We have never needed to re-tune for a change in carpet. Our typical heading stabilization is a PI controller for angular rate via gyro to stabilize heading. We tune via the following:
1.We do a quick system id on the yaw axis
a. Apply a moderate amplitude yaw step
(usually 1/2 max input on whatever yaw command input you have)
b. Model the angular rate output with the equation
rate = inputk(1 - exp(-t/tau))
design a controller using the following architecture;
error = (yaw_cmd - yaw_rate)
motor_cmd = PID(error, Kp, Ki, Kd)
where:
Kp = gain/K*tau
Ki = gain/K
Kd = 0
gain = 5 to 10 (arbitrary, desired bandwith in rad/sec);
Vary gain to get the command response you want. We start at 10, and if it’s too sluggish bump it up, if it oscillates or limit cycles (bounces back and forth due to backlash) we back it off.
Sorry for the terse explanation, but that’s pretty much it. We do all our own code, so the PI controller is just written into the yaw service function. Sorry I don’t have the code right now, but I can find it.
Wheel slip is not a factor and the sensor’s value more directly represents robot angle*. That being said, there are downsides to both so it’s really just team preference.
Once the wheels have slipped against the carpet/floor/obstacle and you don’t know how much, you can’t reliably use the encoders (by themselves) to determine orientation.

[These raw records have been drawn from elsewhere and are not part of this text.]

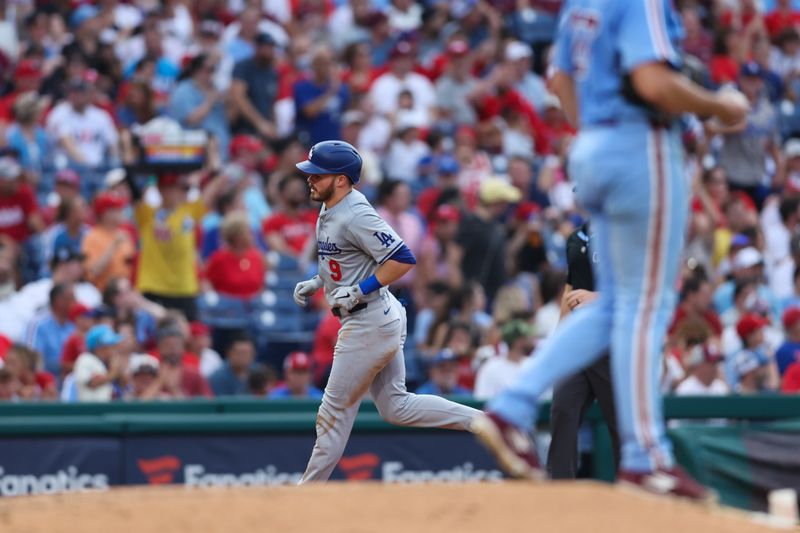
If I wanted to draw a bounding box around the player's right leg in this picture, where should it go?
[370,296,481,430]
[606,127,708,500]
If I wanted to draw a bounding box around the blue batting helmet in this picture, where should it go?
[296,141,361,184]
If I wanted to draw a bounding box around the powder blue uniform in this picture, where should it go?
[489,0,689,472]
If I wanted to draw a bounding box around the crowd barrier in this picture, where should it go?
[0,396,800,509]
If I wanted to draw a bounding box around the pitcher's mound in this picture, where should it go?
[0,482,773,533]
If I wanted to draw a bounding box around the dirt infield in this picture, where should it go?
[0,483,774,533]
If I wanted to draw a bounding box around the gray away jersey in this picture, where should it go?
[317,189,403,297]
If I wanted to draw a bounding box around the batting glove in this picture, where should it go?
[294,276,322,307]
[330,285,364,311]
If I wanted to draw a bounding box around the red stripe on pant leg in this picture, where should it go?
[635,130,666,462]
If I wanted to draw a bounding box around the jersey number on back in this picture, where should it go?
[373,231,394,248]
[328,259,342,281]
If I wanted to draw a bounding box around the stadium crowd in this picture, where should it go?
[0,0,800,401]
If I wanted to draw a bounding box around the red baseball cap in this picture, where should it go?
[447,39,469,56]
[230,135,264,157]
[56,168,81,188]
[736,313,769,340]
[389,41,414,59]
[433,204,461,222]
[94,192,128,218]
[283,352,313,372]
[783,307,800,329]
[189,320,211,337]
[67,302,92,322]
[14,59,42,80]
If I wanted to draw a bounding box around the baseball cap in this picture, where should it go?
[389,41,414,59]
[431,348,458,366]
[733,350,761,379]
[56,168,80,188]
[783,139,800,159]
[103,168,126,189]
[505,41,533,61]
[500,320,535,346]
[733,246,764,270]
[128,353,159,374]
[436,154,461,174]
[67,302,92,322]
[189,320,211,337]
[739,61,764,78]
[433,204,461,222]
[783,307,800,329]
[544,93,561,109]
[450,0,478,19]
[94,192,128,218]
[342,109,367,126]
[283,352,313,372]
[14,59,42,80]
[50,246,83,270]
[255,31,275,46]
[731,233,750,248]
[200,20,224,36]
[684,342,725,366]
[86,324,122,351]
[479,177,522,204]
[69,4,99,28]
[0,155,22,181]
[736,313,769,340]
[447,39,469,57]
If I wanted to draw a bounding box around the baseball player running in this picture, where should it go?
[473,0,747,500]
[294,141,480,484]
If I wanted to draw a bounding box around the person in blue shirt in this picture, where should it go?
[416,349,472,396]
[775,307,800,377]
[208,332,256,396]
[269,352,322,400]
[472,0,748,501]
[167,54,230,160]
[25,283,75,376]
[294,48,350,146]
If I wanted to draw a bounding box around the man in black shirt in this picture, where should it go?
[547,222,620,479]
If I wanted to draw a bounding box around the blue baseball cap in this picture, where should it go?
[739,61,764,78]
[69,4,100,28]
[431,348,458,365]
[437,154,461,174]
[86,324,122,352]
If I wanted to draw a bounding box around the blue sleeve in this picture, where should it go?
[552,9,573,74]
[615,0,683,72]
[389,244,417,265]
[292,80,322,115]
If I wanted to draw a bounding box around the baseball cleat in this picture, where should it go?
[617,465,717,504]
[470,412,545,481]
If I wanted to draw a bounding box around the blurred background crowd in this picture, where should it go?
[0,0,800,401]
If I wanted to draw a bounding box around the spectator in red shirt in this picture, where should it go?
[5,344,58,400]
[0,59,42,124]
[781,362,800,394]
[206,211,267,298]
[708,28,740,85]
[61,302,95,376]
[264,174,318,257]
[669,276,722,337]
[155,324,212,399]
[764,0,800,39]
[681,6,714,64]
[0,155,44,244]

Gyros have more drift, but are not subject to this sudden loss of calibration.
We did not use it to execute a turn or follow a path while driving. It was only used to make a stationary turn or maintain a heading for a “drive straight” mode similar to the example in your original post.
For tele-op drive straight, a button on the xBox controller sets the current heading as the desired heading value then replaces the driver’s rotation joystick value with the output of the heading proportional controller. Essentially the driver is only controlling thrust at that point and the loop maintains heading.
For our use, a proportional only loop worked but you could set up PID and experiment with the tuning.
In 2015 we used Mecanum wheels and one thing we really noticed was that the robot would rotate and drive forward well, but generated a lot more random slipping when moving sideways. We ended up using encoders for forward and lateral positioning and the gyro for heading. We could have used the encoders (one on each wheel) to determine heading, but the slip was giving us problems.
It was worse when the wheels got worn out. we were using the 6" Vexpro wheels, very cost effective but had a very noticeable life span for the rollers. Replacement wheels altered our autonomous timing required for the 3 tote auto.
This is very common for mecanum drives. The rollers don’t need to spin for forward movement or turns in place (depending on your drivebase geometry), but do need to spin for sideways translation. The less your rollers spin freely, the more your strafing performance suffers.